This is the second in a series describing the role of the beginning and ends of the SARS-CoV-2 genome in the virus life cycle. I summarize what we know and point out what we need to know about these ends in order to develop new antiviral drugs. Read more from this series in part one.

In every mystery story, there are unsolved questions, loose ends, and false leads. Here we discuss an anomaly that may be either an important clue in SARS-CoV-2 replication and pathogenesis or may turn out to be irrelevant. There is a short string of nucleotides in SARS-CoV-2, as well as most coronaviruses, that has the potential to initiate protein synthesis between 150 and 200 nucleotides prior to the initiation of the first major protein in the virus, Orf1a.

To recall, protein synthesis beings with the codon “AUG.” This codon specifies the amino acid methionine. Elongation of a protein continues as the translation machinery reads the nucleic acid sequence in groups of three until it terminates at well-defined groups of three nucleotides called stop codons. The stop codon comes in three forms: “UAA,” “UAG,” and “UGA.”

We have observed that for SARS-CoV-2, there is an “AUG” in stem-loop four at position 107, preceding the “AUG” in stem-loop five at nucleotide position 266, which is the initiation codon used for the precursor proteins Orf1a and Orf1ab. The stem-loop four “AUG” codon and following nucleotide sequence could potentially encode a peptide nine amino acids long in SARS-CoV-2 between positions 107 and 133 (Figure 1).


We note, as have others, that many other coronaviruses contain an “AUG” 5’ to the Orf1a initiation codon in a similar position within the stem-loop structure, such as mouse coronavirus (MHV), bovine coronavirus (BCoV), MERS-CoV, and SARS-CoV-1 (Figure 2). Many of these also have the potential to code short peptide sequences ranging in length from three to thirteen amino acids. These sequences are not well conserved.


The figure below illustrates the similarities and differences of the peptide sequences. We note that SARS-CoV-1 and SARS-CoV-2 are similarly terminated with double stops. Additionally, six of the nine amino acids are identical, indicating some conservation between SARS-CoV-1 and SARS-CoV-2.


Hung-Yi et al indicate that more than 75% of coronavirus genomes share the characteristic AUG-initiated 5’ uOrf, indicating remarkably high cross-species conservation. For the remaining 25%, Hung-Yi and colleagues note an anomalous potential “CUG” codon-initiated open reading frame.

These sequences are ultimately defined in a larger context by the Kozak sequence, which is a nucleic acid motif that facilitates ribosomal initiation in eukaryotic cells.

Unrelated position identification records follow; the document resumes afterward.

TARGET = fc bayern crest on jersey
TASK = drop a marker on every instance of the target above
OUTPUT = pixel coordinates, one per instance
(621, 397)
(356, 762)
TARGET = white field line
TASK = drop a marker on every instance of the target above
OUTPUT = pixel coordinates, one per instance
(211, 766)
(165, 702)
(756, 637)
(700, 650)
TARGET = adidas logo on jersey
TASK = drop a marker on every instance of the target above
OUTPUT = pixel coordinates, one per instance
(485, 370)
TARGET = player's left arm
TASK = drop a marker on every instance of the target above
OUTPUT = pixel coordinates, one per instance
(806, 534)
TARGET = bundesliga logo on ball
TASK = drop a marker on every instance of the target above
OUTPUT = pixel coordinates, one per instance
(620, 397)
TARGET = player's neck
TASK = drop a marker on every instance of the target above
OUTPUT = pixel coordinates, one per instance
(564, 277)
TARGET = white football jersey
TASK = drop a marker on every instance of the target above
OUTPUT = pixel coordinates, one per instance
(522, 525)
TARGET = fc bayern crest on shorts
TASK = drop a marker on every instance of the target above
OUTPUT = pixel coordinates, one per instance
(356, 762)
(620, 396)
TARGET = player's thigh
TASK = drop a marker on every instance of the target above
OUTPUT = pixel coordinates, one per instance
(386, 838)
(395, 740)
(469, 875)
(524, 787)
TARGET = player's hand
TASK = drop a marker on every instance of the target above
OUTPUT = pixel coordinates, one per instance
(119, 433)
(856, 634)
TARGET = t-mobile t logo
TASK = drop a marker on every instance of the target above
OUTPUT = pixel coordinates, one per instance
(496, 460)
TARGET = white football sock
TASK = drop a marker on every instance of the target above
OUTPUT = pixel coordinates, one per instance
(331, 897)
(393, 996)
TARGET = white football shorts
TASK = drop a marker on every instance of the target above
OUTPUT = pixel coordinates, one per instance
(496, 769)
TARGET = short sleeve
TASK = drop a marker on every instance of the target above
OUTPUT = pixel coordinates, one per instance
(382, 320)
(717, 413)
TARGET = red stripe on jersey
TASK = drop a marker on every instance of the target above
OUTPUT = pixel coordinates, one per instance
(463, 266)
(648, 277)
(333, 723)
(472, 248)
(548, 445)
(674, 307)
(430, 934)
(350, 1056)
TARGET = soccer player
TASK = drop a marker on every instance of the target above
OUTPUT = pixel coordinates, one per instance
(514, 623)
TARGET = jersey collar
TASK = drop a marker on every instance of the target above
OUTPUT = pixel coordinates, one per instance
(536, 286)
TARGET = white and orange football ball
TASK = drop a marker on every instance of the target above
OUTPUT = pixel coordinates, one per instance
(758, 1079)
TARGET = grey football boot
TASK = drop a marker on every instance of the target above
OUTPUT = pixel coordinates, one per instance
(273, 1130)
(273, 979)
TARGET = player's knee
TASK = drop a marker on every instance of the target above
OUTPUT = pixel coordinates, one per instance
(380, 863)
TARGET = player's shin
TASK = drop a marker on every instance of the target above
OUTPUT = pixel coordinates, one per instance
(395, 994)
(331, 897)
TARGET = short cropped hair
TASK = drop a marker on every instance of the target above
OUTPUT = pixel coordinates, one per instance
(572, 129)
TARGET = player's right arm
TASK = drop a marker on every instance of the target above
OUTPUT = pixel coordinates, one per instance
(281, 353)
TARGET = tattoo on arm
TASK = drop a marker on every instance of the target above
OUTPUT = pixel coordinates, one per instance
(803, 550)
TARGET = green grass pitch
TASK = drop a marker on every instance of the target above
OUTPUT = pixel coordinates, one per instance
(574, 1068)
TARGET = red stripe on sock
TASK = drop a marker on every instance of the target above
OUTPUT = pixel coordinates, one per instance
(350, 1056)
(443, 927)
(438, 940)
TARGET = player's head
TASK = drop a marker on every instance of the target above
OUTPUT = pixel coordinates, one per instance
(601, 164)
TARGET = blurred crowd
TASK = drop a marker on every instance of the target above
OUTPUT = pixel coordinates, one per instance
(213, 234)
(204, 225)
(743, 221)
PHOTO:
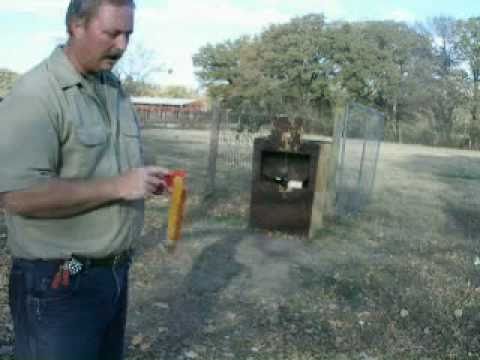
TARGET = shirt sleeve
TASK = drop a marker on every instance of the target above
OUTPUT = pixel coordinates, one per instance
(29, 143)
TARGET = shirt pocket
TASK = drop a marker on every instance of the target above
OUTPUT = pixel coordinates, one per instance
(131, 144)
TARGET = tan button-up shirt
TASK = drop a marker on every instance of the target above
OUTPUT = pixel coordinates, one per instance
(54, 124)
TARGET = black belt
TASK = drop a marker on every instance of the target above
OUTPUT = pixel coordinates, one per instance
(118, 259)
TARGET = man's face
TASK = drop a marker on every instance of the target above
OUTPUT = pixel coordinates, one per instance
(101, 42)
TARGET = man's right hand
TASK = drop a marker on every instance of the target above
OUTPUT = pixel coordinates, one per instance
(139, 183)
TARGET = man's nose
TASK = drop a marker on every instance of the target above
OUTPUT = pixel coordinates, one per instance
(121, 42)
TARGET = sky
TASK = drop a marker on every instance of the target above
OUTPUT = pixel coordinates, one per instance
(174, 30)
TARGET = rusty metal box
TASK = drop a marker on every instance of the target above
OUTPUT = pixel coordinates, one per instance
(288, 187)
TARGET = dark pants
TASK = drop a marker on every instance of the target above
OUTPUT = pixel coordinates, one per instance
(84, 321)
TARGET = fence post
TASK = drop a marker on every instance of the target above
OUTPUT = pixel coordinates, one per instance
(340, 114)
(213, 153)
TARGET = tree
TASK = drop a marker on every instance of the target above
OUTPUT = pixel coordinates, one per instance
(7, 79)
(446, 86)
(469, 49)
(135, 67)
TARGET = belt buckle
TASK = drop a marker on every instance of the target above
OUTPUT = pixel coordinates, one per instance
(74, 266)
(117, 258)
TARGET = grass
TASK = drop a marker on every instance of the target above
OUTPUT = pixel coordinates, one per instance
(400, 280)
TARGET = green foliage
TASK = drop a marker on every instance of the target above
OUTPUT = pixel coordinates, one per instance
(415, 75)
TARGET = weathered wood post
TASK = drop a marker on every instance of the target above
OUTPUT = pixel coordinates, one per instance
(213, 153)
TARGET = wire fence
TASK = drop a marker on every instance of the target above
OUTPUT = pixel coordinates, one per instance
(229, 138)
(359, 139)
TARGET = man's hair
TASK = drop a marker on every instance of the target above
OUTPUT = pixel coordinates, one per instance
(86, 9)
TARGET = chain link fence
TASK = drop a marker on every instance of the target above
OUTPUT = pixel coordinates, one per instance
(359, 139)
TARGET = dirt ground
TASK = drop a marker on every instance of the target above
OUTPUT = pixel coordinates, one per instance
(399, 280)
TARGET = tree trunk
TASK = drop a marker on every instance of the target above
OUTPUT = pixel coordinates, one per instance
(474, 123)
(398, 137)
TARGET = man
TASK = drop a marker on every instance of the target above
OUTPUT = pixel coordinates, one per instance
(72, 184)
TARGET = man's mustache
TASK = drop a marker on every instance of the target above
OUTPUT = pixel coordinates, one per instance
(115, 55)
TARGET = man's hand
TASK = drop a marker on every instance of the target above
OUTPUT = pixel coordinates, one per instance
(141, 182)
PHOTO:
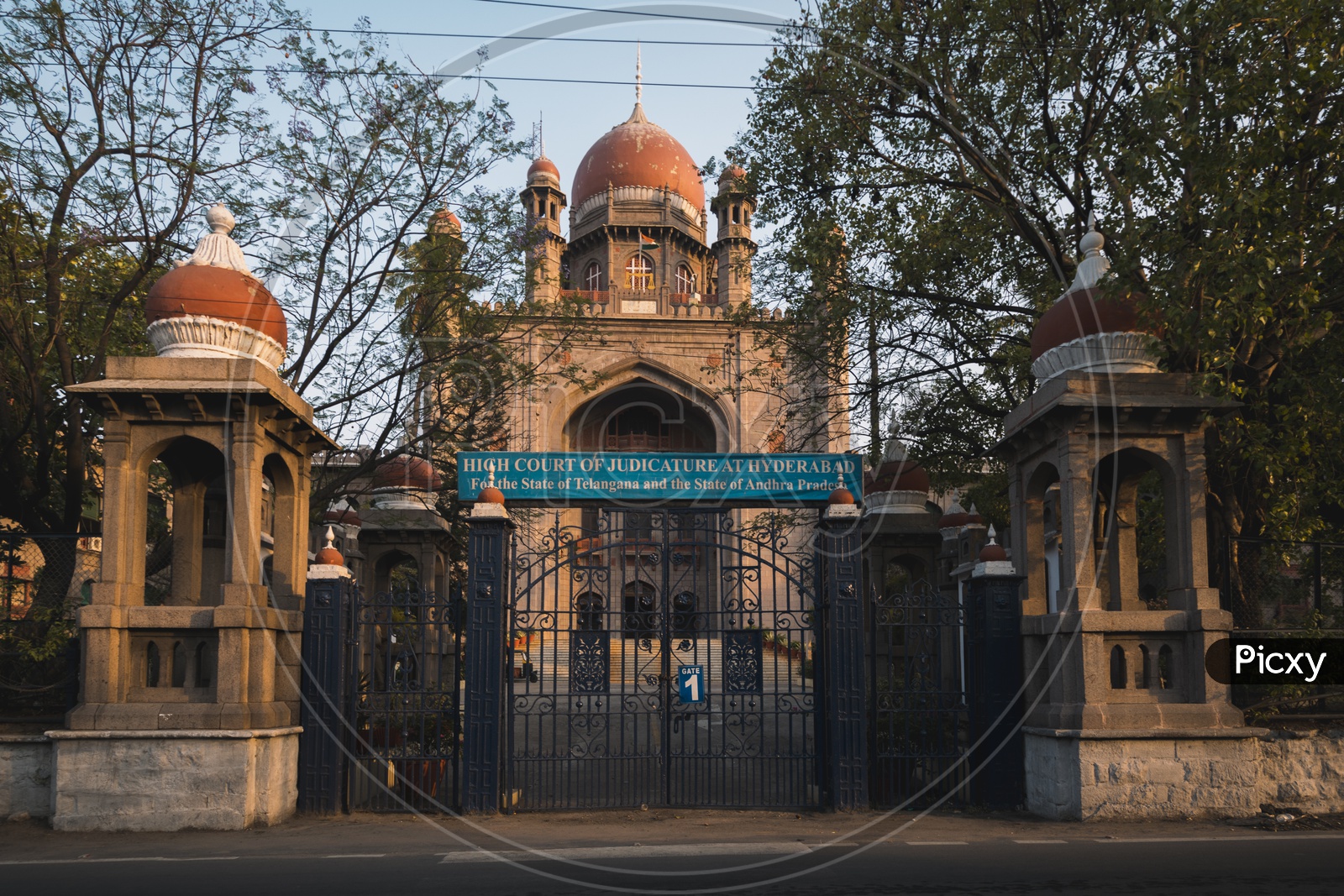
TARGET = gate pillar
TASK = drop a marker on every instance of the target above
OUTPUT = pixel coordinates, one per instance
(846, 705)
(322, 711)
(487, 589)
(994, 672)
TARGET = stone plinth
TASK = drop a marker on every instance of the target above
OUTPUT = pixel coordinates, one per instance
(24, 775)
(1092, 775)
(223, 779)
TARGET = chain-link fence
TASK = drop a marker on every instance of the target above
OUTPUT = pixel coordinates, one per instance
(1287, 590)
(1285, 586)
(44, 579)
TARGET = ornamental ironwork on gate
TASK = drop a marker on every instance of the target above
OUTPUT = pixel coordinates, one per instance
(407, 680)
(918, 715)
(662, 658)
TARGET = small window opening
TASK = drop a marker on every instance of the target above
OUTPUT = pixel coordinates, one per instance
(1117, 668)
(1164, 668)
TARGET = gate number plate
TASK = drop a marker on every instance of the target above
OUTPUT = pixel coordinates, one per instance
(691, 684)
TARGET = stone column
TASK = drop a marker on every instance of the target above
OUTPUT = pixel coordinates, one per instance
(487, 624)
(846, 754)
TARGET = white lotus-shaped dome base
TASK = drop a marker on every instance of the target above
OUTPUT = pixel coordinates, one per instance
(1100, 354)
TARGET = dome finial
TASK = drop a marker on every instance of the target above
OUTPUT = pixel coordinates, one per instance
(218, 249)
(1093, 265)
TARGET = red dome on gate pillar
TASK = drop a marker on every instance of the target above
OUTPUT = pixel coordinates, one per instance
(407, 472)
(638, 154)
(445, 222)
(1095, 327)
(212, 305)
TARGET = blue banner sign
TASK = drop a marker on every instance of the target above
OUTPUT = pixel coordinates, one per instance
(622, 477)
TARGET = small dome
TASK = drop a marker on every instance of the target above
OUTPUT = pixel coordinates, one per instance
(992, 553)
(210, 305)
(407, 472)
(732, 176)
(1086, 312)
(329, 557)
(1090, 305)
(445, 222)
(897, 472)
(342, 516)
(638, 154)
(543, 168)
(954, 517)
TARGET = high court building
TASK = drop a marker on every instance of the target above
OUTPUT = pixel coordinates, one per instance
(859, 649)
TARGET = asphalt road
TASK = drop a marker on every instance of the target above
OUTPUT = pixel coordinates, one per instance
(386, 857)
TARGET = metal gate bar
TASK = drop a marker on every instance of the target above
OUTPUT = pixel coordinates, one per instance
(920, 721)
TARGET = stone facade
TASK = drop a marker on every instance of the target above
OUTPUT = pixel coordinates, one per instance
(1182, 774)
(174, 781)
(24, 775)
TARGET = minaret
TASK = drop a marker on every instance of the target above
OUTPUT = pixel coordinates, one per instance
(732, 244)
(544, 202)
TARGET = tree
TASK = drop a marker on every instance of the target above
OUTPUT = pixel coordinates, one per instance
(116, 117)
(961, 148)
(121, 120)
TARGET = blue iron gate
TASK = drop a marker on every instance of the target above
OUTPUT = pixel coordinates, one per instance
(407, 680)
(920, 718)
(601, 624)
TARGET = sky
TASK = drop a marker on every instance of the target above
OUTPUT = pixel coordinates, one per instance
(705, 118)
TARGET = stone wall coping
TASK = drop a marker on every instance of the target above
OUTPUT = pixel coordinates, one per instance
(181, 734)
(24, 739)
(1147, 734)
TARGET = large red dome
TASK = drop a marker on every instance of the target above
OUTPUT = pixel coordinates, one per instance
(638, 154)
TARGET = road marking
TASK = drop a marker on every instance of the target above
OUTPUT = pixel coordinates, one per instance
(628, 852)
(123, 859)
(1214, 840)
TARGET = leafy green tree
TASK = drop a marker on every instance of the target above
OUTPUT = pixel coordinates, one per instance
(961, 148)
(121, 120)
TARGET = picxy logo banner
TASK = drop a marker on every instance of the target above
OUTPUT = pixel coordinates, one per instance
(1269, 661)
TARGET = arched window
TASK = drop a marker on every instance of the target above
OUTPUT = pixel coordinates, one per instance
(152, 665)
(591, 611)
(179, 664)
(1117, 668)
(593, 277)
(685, 617)
(1164, 668)
(638, 271)
(685, 278)
(203, 667)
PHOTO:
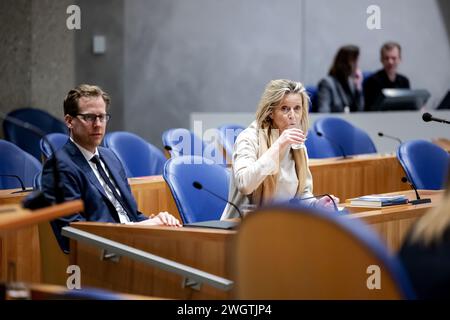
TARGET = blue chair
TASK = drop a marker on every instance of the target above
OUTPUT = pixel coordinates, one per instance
(15, 161)
(312, 93)
(180, 141)
(318, 147)
(287, 251)
(340, 132)
(139, 157)
(197, 205)
(425, 164)
(26, 139)
(56, 139)
(227, 136)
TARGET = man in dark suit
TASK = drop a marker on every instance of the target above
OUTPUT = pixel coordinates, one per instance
(391, 56)
(90, 172)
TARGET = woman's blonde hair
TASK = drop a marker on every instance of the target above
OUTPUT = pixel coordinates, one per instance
(275, 91)
(431, 227)
(272, 96)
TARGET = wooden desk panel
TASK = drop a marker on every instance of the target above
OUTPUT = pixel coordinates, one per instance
(354, 177)
(206, 249)
(393, 223)
(210, 250)
(20, 257)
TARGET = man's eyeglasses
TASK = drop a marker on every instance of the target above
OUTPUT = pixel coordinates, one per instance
(91, 118)
(286, 110)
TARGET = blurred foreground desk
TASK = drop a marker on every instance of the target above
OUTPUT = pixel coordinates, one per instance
(19, 241)
(209, 250)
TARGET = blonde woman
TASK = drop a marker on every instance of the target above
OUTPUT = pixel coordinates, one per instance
(426, 252)
(270, 161)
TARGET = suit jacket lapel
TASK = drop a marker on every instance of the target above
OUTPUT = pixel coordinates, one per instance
(82, 163)
(113, 171)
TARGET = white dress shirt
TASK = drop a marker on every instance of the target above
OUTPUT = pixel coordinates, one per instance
(123, 217)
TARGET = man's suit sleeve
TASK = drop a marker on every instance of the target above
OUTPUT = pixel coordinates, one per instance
(71, 192)
(70, 186)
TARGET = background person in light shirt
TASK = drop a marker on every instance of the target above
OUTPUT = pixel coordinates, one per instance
(92, 173)
(265, 167)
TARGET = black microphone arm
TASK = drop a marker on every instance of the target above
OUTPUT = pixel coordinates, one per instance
(320, 134)
(418, 199)
(315, 197)
(22, 185)
(381, 134)
(427, 117)
(199, 186)
(58, 187)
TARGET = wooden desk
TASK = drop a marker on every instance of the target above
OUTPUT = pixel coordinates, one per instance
(20, 257)
(393, 223)
(345, 178)
(206, 249)
(210, 250)
(357, 176)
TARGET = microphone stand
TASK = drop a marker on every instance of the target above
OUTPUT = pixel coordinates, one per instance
(418, 199)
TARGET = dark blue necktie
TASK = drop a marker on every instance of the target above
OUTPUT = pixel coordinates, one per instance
(95, 159)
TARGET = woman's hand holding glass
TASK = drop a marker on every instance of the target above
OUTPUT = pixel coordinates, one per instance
(292, 136)
(326, 202)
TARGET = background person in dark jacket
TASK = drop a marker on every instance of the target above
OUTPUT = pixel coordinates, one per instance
(341, 90)
(390, 56)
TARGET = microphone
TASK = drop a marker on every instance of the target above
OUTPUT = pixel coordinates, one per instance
(294, 200)
(57, 184)
(22, 185)
(381, 134)
(320, 134)
(418, 199)
(199, 186)
(427, 117)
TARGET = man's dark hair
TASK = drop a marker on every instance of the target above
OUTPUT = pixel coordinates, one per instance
(83, 90)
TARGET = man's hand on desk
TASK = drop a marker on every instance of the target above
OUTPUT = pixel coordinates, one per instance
(326, 201)
(162, 218)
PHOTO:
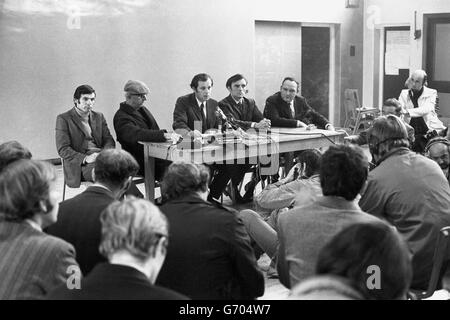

The optimal Kozak sequence is GCCGCC(A or G)CCAUGG. The RNA sequence in question does not need to match the Kozak sequence exactly, but higher similarity correlates to greater translation success. The sequence leading up to the 5’ “AUG” of SARS-CoV-2 is CUCGGCUGCAUGC. Although this sequence does not perfectly match the Kozak sequence, it should suffice to allow some level of translation of the SARS-CoV-2 uOrf peptide.

These sequences are relevant only if they are translated into functional polypeptides. Hung-Yi et al investigated this issue with the mouse coronavirus. They observed that the small polypeptide in MHV was synthesized. They also investigated whether the 5’ uOrf was functional. They found that mutations that prevented the synthesis of uOrf but maintained the secondary structure, appeared to be fully viable in cell culture. However, serial passage of these mutant variants resulted in a reversion to the wild type, indicating that the “AUG” does confer a selective advantage in replication in cell culture.

Hung Yi et al suggest that a functional uOrf peptide sequence 5’ to the initiation codon for Orf1a has the potential to decrease ribosomal translation efficiency. The attenuation of Orf1a and Orf1ab synthesis is required for the balanced stoichiometry of virus particle formation. That is the ratio of the 5’ replicative proteins necessary to create the replication complex to 3’ structural and regulatory proteins.

While a full functional analysis of the 5’ uOrf in different coronaviruses remains to be completed, there are some indications that they play some role in replication. A study by Raman et al notes that the stem-loop structure which contains the 5’ uOrf amino acids for BCoV, when deleted, decreases the replication competence of defective interfering particles. This is indirect evidence to suggest that at a minimum, the stem-loop containing the uOrf is positively correlated with viral replication competency.

Missing from the collection of studies on the 5’ uOrf is its role in replication and pathogenesis in animal disease models. This lacuna in our knowledge should be promptly addressed experimentally with MHV, MERS-CoV, SARS-CoV-1, and SARS-CoV-2.